Councilmember Lisa Herbold, who first floated the idea last fall, has not pronounced progress dead, but said she has asked advocates “to work on building more support for the concept among council members before I do more work with my colleagues to develop a bill.”
So far, she has not heard anything more from those advocates, which include county public defenders and advocates for reforming the city’s public safety responses. Several council members told Crosscut they had not had conversations about the proposal since its last hearing during a committee work session on Dec. 8.
“I think there might be some other issues that are more front burner for them right now,” Herbold said.
Anita Khandelwal, director of the King County Department of Public Defense and an advocate of the proposal, said in an email: “We’re continuing to work with the community on an ordinance that would allow people to tell their full story in court and we continue to discuss this legislation with council members. It reflects an important effort to make a racially disproportionate and expensive system into one that is less harmful to our community.”
The larger goal of the proposal, which first surfaced in last fall’s budget discussions after the summer of protests, was to expand the legal defenses for people accused of a misdemeanor. It would include greater consideration of a person's economic and mental health circumstances in court. Under the proposal, there would not be any dispute that the person committed the crime, but would allow an attorney to use the client’s financial or mental state as a defense.
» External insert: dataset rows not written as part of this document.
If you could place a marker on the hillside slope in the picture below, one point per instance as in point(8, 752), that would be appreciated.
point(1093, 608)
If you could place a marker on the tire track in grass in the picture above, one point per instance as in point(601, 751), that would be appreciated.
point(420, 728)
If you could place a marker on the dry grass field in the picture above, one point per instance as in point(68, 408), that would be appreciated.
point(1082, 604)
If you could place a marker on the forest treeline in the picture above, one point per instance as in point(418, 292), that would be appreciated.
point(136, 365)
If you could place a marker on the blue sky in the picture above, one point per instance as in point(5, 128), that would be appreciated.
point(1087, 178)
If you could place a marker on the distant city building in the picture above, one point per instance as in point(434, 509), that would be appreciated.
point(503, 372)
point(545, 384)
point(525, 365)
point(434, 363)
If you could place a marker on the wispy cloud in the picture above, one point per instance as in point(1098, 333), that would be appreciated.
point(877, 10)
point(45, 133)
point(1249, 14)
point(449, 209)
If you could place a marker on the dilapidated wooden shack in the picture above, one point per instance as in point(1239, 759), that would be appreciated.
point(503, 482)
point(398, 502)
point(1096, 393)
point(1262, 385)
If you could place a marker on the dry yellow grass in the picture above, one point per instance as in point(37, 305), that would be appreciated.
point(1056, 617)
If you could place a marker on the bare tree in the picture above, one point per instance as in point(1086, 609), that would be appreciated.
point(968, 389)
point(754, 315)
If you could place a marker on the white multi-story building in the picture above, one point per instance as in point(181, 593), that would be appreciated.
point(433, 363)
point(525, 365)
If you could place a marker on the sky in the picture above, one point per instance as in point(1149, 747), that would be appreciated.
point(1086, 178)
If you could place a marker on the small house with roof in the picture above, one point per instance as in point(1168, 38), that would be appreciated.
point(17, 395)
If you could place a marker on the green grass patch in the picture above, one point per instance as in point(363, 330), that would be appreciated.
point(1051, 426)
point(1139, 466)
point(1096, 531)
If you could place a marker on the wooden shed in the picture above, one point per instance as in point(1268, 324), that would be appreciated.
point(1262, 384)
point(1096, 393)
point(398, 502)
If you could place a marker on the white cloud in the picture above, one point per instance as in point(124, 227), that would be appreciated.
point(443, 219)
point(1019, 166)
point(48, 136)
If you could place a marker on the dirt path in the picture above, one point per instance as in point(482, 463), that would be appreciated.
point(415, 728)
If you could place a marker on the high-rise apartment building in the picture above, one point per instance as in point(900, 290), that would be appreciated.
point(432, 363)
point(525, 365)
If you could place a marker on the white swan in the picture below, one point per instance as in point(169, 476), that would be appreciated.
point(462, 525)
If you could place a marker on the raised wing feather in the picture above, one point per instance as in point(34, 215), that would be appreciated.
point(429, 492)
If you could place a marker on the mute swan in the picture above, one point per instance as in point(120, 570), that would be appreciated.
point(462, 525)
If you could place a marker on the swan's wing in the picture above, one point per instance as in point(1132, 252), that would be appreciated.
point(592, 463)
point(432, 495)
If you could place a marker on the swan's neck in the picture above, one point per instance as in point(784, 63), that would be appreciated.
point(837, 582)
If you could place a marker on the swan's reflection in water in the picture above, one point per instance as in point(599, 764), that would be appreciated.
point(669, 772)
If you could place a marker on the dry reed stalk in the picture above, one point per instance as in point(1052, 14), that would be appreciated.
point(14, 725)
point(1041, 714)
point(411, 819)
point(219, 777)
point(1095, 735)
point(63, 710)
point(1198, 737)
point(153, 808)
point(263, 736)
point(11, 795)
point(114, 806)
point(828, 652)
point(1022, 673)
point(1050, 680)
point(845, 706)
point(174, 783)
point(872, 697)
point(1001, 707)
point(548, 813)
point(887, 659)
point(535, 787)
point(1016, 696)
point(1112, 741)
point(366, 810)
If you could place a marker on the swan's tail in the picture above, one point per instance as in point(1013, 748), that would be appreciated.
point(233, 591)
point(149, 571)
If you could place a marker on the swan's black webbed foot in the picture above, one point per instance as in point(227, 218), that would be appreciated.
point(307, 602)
Current code already includes some of such considerations — including that a person was forced into committing a crime or did so by reason of insanity — and this could add more defenses.
The proposal never graduated beyond early discussions and, so far, no actual bill has been written or introduced. The idea’s seed has its roots in both the summer’s protests and recommendations from a 2018 report from the Seattle Reentry Workgroup on reentry after incarceration. The workgroup recommended the city should “move away from relying on the criminal legal system to address poverty and health inequities and instead develop responses that do not burden individuals with criminal history or the trauma of incarceration.”
Even the preliminary conversations around additional legal defenses struck a nerve, especially among those already frustrated by the council’s approach to public safety. Scott Lindsay, a former public safety adviser to the mayor and candidate for Seattle city attorney in 2017, asserted that it would provide “blanket immunity from prosecution for misdemeanor assault.”
Others were more hyperbolic, including claims that the proposal would “destroy Seattle.” A recent column by New York Times’ columnist and Seattle native Tim Egan accused the council of seeking “to incentivize misdemeanor crime.”
Mayor Jenny Durkan, who was U.S. attorney for Western Washington from 2009 to 2014, also did not support the idea. In a statement, her chief of staff, Stephanie Formas, endorsed the idea of pushing the proposal aside.
“Mayor Durkan supports the decision of Councilmember Herbold and Council President Gonzalez to not move forward on this concerning bill,” Formas said. Durkan recognizes the “immense challenges of the criminal legal system, behavioral health, poverty and homelessness, and the real implications for public safety,” Formas said, and supports addressing those issues through “treatment and alternatives to incarceration.”
Contrary to Durkan’s statement, Herbold said no “decision” had been made to pull the bill, just that progress had stalled.
The reality of the bill’s potential impact is less clear than some of the sweeping declarations surrounding it, in large part because the details were never finalized. The King County Department of Public Defense had offered the council a draft bill, but council members never seriously considered adopting that proposal without making possibly significant changes.
The scope of the new defense was still coming into view, specifically around what constitutes “need,” where in the code the changes would be made and whether attorneys would need to show that their client had exhausted all other options before resorting to crime.
Also unclear was how much discretion a judge or jury would have when considering the defense. The proposal was not likely to turn into an “absolute defense,” or an automatic dismissal. But it was still not immediately obvious how much weight the judge or jury would have to place on the attorney’s defense that the client’s crime was based on circumstance — or how far the defense attorney would have to go to prove that was the case.
Ninety percent of people who come through Seattle Municipal Court on a misdemeanor are too poor to afford an attorney and many suffer from some form of mental or behavioral health or substance use disorder. As a result, many of them could possibly be eligible for the expanded defense.
At the same time, Seattle City Attorney Pete Holmes took an agnostic position on the possible change, saying in a letter to the council that his office already declines to pursue cases that are clearly related to need.
Herbold first began discussing the measure during the council’s 2021 budget discussions last fall. The idea’s strongest advocates were attorneys from the King County Department of Public Defense and representatives of Decriminalize Seattle, which has been pushing the city toward criminal justice reforms in the aftermath of the summer’s protests. Initially, Herbold sought to usher the proposal through via the budget, but her colleagues on the council preferred a more typical legislative process in the winter.
The council held a hearing on a possible bill in early December, but any progress since then has been minimal. Councilmember Andrew Lewis, himself a former prosecutor with the City Attorney’s Office, told Crosscut that he has not been approached about a bill this year and said he’s only occasionally reminded of its existence when someone pens a critical op-ed.